Huawei has launched a “Pro” laptop squarely aimed at Apple’s designs, along with two tablets, with all three devices featuring larger-than-average screens.
At the Mobile World Congress (MWC) expo in Barcelona, the Chinese multinational also talked what it claims is the first commercial 5G chipset conforming to recent 3GPP standards, about which it offered few details.
Apple itself isn’t present at the conference and isn’t expected to announce new iPhones until the autumn, but a report late on Monday said it may be planning a handset with a giant screen slightly bigger than that of Samsung’s newly launched Galaxy S9+.
China’s Huawei, best known as the world’s No. 3 smartphone maker after Samsung and Apple, has said it’s planning to launch this year’s flagship phone next month.
At MWC it focused on the MateBook X Pro, successor to last year’s MateBook X, with an all-aluminium design and a 13.9-inch 3K touch Gorilla Glass display it says fits into a device the size of a standard 12-inch laptop, taking up 91 percent of the viewing surface.
The new MateBook pulls it off by taking a cue from recent smartphones and reducing the screen’s bezels to a minimum. The user-facing webcam has shifted to the keyboard, where it fits underneath a function key. The camera only pops up when in use, allaying security concerns that have led some to tape over theirs.
The screen has a 1500:1 contrast ratio and an exceptionally wide 178-degree viewing angle.
The new MateBook weighs 1.33kg, featuring two USB-C ports and one USB-A, with a battery Huawei said offers six hours of usage on a 30-minute charge. On a full charge the laptop offers 12 hours of 1080p video playback or 14 hours of office usage, Huawei said. Its charger can support other devices with various wattages.

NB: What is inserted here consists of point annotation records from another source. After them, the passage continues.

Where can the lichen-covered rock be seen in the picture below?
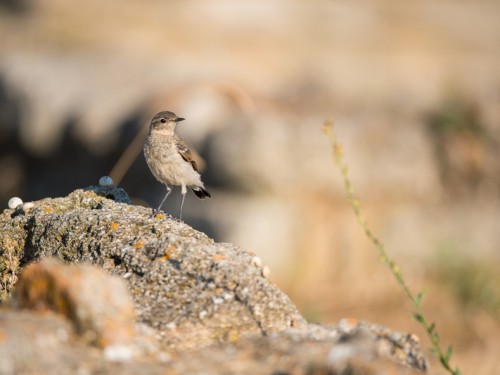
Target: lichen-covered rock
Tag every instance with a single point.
(201, 307)
(98, 304)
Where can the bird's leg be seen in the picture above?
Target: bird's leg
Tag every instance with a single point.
(169, 190)
(183, 192)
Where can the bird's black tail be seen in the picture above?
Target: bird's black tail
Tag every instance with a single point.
(201, 192)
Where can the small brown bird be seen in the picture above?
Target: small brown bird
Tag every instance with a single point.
(170, 160)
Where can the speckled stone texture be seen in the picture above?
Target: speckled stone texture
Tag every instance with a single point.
(193, 290)
(201, 307)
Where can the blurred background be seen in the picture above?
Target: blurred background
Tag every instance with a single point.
(413, 89)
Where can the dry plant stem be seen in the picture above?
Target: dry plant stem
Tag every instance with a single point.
(418, 314)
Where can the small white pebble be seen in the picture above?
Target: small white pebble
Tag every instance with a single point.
(15, 202)
(256, 262)
(163, 357)
(217, 300)
(28, 206)
(171, 325)
(118, 353)
(266, 271)
(106, 181)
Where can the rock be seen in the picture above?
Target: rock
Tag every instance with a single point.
(97, 303)
(195, 291)
(200, 306)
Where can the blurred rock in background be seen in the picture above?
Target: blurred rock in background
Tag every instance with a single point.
(414, 90)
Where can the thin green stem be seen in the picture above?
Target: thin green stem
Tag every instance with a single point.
(418, 313)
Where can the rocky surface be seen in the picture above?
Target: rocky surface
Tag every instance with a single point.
(200, 306)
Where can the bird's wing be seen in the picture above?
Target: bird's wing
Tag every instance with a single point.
(186, 154)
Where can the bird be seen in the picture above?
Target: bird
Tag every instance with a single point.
(170, 159)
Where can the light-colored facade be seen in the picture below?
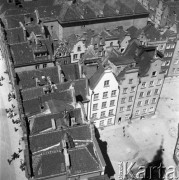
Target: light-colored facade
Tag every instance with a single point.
(78, 51)
(148, 91)
(103, 100)
(128, 88)
(174, 64)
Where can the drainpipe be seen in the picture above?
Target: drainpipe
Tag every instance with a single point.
(135, 98)
(91, 104)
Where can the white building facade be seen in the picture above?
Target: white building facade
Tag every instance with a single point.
(104, 91)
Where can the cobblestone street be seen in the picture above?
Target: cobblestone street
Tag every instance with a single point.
(9, 138)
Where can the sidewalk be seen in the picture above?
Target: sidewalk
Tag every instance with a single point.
(14, 136)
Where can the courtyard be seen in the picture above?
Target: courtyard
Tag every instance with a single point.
(143, 138)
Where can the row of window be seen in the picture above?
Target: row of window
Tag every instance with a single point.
(141, 95)
(75, 56)
(109, 122)
(168, 54)
(103, 114)
(154, 100)
(105, 94)
(166, 63)
(144, 111)
(174, 70)
(170, 46)
(151, 83)
(38, 66)
(132, 89)
(104, 105)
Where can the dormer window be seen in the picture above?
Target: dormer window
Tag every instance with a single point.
(154, 73)
(79, 48)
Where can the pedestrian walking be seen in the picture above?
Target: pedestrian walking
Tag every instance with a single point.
(19, 150)
(13, 106)
(9, 161)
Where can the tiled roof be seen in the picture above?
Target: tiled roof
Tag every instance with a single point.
(96, 77)
(49, 12)
(27, 79)
(151, 32)
(81, 90)
(41, 141)
(51, 163)
(13, 20)
(42, 123)
(117, 59)
(32, 106)
(134, 32)
(89, 70)
(15, 35)
(70, 71)
(23, 55)
(55, 102)
(32, 93)
(101, 177)
(144, 60)
(82, 161)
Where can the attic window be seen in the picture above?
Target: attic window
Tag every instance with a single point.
(154, 73)
(10, 1)
(79, 48)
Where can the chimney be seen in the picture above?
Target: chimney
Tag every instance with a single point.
(73, 121)
(67, 158)
(24, 30)
(73, 93)
(53, 124)
(37, 16)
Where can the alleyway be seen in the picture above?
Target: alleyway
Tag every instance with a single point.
(9, 138)
(143, 138)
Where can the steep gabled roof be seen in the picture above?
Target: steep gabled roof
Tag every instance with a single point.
(93, 81)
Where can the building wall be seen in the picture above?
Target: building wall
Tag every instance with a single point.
(33, 67)
(168, 54)
(54, 27)
(123, 111)
(149, 108)
(111, 43)
(100, 89)
(139, 23)
(174, 66)
(76, 54)
(85, 177)
(124, 44)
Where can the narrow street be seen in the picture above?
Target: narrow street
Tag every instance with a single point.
(8, 136)
(143, 138)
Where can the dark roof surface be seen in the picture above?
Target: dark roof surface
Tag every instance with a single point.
(15, 35)
(57, 101)
(42, 123)
(50, 163)
(23, 53)
(42, 141)
(96, 77)
(82, 161)
(70, 71)
(27, 79)
(118, 59)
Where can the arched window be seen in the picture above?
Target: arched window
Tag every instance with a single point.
(79, 48)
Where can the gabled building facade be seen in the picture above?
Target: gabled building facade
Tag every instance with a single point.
(151, 82)
(128, 82)
(103, 95)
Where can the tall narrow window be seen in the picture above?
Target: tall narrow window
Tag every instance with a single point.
(106, 83)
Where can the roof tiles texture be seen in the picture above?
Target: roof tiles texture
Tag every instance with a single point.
(27, 79)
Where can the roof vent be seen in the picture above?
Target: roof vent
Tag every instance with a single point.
(53, 123)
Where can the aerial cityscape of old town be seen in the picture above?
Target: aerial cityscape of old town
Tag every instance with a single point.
(89, 89)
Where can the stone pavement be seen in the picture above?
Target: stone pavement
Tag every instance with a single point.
(9, 138)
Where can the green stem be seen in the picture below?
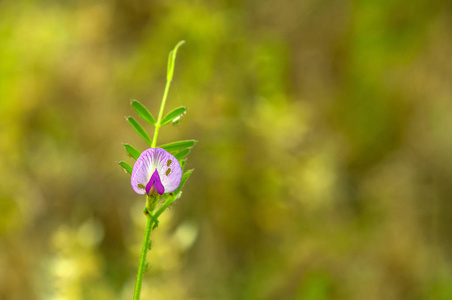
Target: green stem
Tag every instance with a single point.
(152, 203)
(144, 249)
(159, 119)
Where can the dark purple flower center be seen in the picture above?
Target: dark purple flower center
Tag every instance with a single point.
(155, 184)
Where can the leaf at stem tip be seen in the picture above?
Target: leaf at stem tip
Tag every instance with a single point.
(181, 154)
(132, 151)
(173, 114)
(126, 167)
(139, 129)
(143, 112)
(171, 60)
(171, 147)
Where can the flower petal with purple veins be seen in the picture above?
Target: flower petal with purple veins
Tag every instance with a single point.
(156, 170)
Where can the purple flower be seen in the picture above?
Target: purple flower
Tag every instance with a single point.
(156, 171)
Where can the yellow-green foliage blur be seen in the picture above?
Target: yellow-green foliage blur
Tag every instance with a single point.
(323, 168)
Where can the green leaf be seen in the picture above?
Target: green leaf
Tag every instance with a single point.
(143, 112)
(184, 179)
(171, 147)
(178, 112)
(181, 154)
(139, 129)
(182, 164)
(132, 151)
(126, 167)
(171, 60)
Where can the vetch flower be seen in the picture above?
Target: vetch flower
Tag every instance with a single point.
(156, 171)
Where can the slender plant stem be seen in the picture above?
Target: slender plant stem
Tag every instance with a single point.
(144, 250)
(152, 202)
(159, 119)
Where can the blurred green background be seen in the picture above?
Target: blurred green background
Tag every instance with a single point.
(323, 168)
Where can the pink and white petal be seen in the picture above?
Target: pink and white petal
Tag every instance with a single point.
(169, 169)
(142, 171)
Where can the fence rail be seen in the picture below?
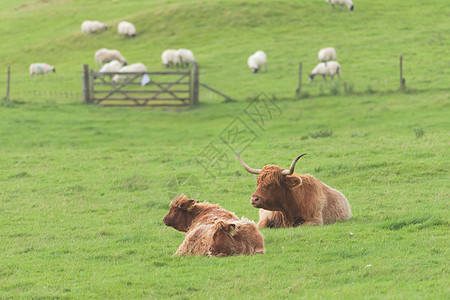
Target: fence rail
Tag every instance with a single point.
(171, 88)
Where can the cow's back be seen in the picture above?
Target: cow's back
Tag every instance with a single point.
(210, 216)
(197, 241)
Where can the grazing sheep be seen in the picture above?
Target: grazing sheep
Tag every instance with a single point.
(41, 68)
(88, 27)
(170, 58)
(112, 66)
(327, 54)
(348, 3)
(185, 57)
(330, 68)
(257, 60)
(104, 55)
(126, 28)
(134, 68)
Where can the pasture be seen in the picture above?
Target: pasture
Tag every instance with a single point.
(83, 189)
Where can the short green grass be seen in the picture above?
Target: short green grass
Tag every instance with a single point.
(83, 189)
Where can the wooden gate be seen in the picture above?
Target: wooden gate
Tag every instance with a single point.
(169, 88)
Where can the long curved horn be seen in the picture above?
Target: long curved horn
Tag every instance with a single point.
(250, 170)
(291, 169)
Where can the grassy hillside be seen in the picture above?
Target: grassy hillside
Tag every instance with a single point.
(83, 189)
(223, 34)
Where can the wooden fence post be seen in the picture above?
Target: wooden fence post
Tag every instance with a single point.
(195, 83)
(8, 83)
(299, 89)
(86, 95)
(402, 80)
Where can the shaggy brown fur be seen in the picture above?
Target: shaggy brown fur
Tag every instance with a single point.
(200, 222)
(298, 199)
(185, 214)
(237, 237)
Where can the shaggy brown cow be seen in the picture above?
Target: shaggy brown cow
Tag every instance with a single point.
(204, 235)
(237, 237)
(287, 199)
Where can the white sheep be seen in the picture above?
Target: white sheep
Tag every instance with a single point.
(327, 54)
(134, 68)
(330, 68)
(126, 28)
(170, 58)
(257, 60)
(348, 3)
(41, 68)
(185, 57)
(88, 27)
(104, 55)
(112, 66)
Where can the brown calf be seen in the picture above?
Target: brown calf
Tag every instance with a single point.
(287, 199)
(237, 237)
(209, 231)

The device also supports Thunderbolt 3 and includes a headphone socket in a body that tapers from 16.6mm to 4.9mm.
The power button doubles as a fingerprint scanner that securely logs users into Windows 10, and the company says the Kaby Lake R Intel Core M device boots in under eight seconds.
The laptop also features a powerful sound system, with four speakers and the Dolby Atmos Sound System technology.
Huawei’s new MediaPad M5 tablets also focus on screen size, with 8.4-inch and 10.8-inch models that are larger than what’s found in other typical models.
They use the powerful Kirin 960 chip, with 4GB of RAM and 8MP or 13MP cameras.
The MediaPad M5 Pro features the 10.8-inch screen and stylus, plus optional keyboard.
Huawei has said it aims to become the top smartphone maker before long, and the company’s chief executive, Richard Yu, has said he thinks even the US government has taken note of the firm’s ambitions.
At MWC, Yu told the BBC he believes the US security services made recent comments depicting Huawei as a threat to national security because the company is “too competitive”.
While Apple isn’t itself at the conference, its products cast a long shadow over the companies who are, as was clear in Huawei’s presentation, which explicitly compared the MateBook X Pro to the MacBook Pro.
The iPhone X’s all-screen design was echoed in the show’s flagship smartphones, including Samsung’s Galaxy S9, Sony’s XZ2 and the Nokia 8 Sirocco.
A Bloomberg report citing unnamed sources shed some light on Apple’s possible plans for the autumn, when it may launch three new models, including one with the company’s largest-ever screen at around 6.5 inches. That would top the display of the new Galaxy S9+, which measures 6.2 inches.
Apple’s also planning an update to the iPhone X and a less expensive model with some of the iPhone X’s key features, the report said. The company is currently running production tests with suppliers and its plans could reportedly change. Apple declined to comment.
Samsung usually introduces new Galaxy Note devices in the autumn, so it may have a Note in the works with a screen larger than Apple’s reportedly planned device.
It’s been noted by a number of industry observers that high-end smartphone design innovations have increasingly limited themselves to incremental changes to components such as screens and cameras. The trend has been accompanied by a levelling-off in sales that saw a decrease of 0.1 percent for 2017, the industry’s first recorded decline, according to IDC.